A área conta ainda com rondas contínuas de guarda-vidas, monitoramento por motos aquáticas e placas de alerta instaladas desde 2025, indicando o risco de incidentes com tubarões. A divulgação de alertas e conteúdos educativos também tem sido intensificada, especialmente em períodos de maior fluxo de pessoas.
Além disso, projetos financiados pela Fundação de Amparo à Ciência e Tecnologia de Pernambuco (Facepe) vêm sendo executados no território, com foco em educação ambiental, capacitação de educadores e mobilização comunitária. As iniciativas incluem ações em escolas, atividades com moradores e mutirões de limpeza, com novas atividades previstas para 2026.
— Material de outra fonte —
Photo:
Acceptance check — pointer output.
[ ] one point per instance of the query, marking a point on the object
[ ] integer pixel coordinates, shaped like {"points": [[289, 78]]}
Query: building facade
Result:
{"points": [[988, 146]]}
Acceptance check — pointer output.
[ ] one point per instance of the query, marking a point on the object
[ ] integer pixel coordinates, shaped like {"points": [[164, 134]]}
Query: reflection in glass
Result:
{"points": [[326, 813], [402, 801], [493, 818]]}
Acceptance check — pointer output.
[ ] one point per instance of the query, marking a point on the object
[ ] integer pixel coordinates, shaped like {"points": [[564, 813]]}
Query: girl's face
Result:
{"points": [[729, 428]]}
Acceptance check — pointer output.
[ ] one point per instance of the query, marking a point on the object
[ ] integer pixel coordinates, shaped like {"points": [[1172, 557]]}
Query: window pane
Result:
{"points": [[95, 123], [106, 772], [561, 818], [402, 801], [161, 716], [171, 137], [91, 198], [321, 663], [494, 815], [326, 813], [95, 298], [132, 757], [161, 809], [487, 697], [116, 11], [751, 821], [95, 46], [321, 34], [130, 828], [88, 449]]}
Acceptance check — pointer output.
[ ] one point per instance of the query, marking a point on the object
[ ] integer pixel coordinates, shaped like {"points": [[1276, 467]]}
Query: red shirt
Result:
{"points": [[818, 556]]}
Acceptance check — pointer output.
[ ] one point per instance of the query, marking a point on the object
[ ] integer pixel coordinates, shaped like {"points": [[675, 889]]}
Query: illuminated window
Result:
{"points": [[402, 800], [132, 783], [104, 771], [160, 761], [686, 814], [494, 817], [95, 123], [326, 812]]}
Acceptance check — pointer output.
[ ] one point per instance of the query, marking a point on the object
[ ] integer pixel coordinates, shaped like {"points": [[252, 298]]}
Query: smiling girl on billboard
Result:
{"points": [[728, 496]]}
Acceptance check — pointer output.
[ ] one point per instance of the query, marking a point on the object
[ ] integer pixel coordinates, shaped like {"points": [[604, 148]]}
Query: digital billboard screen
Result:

No âmbito municipal, a Prefeitura de Olinda realiza ações complementares, como o uso de drones para monitoramento costeiro, aprimoramento de protocolos preventivos e ampliação de atividades socioeducativas voltadas à comunidade local.
A secretaria informou que, até o momento, não há indícios claros de mudanças ambientais recentes que expliquem a recorrência dos incidentes. No entanto, essa avaliação poderá ser aprofundada com a retomada do monitoramento científico dos tubarões no litoral pernambucano, após 11 anos.
O estudo será viabilizado por meio de edital da Facepe, no âmbito do programa Cientista Arretado, e prevê a marcação de tubarões com tecnologia de chipagem para acompanhamento dos padrões de deslocamento dos animais na RMR. A proposta é identificar áreas com maior e menor risco de incidentes e disponibilizar os dados, quase em tempo real, em uma plataforma digital acessível à população e aos órgãos do Cemit.
As inscrições para a primeira fase do edital seguem abertas até 2 de março, e a contratação do projeto vencedor está prevista para maio de 2026. A iniciativa adota práticas semelhantes às utilizadas em países como Austrália e África do Sul, com foco em abordagens não letais, baseadas em evidências científicas e comunicação preventiva.
O monitoramento terá como área prioritária o trecho de 33 quilômetros entre o Cabo de Santo Agostinho e Olinda, sem descartar a possibilidade de inclusão de outras praias do litoral pernambucano, a depender dos resultados do estudo.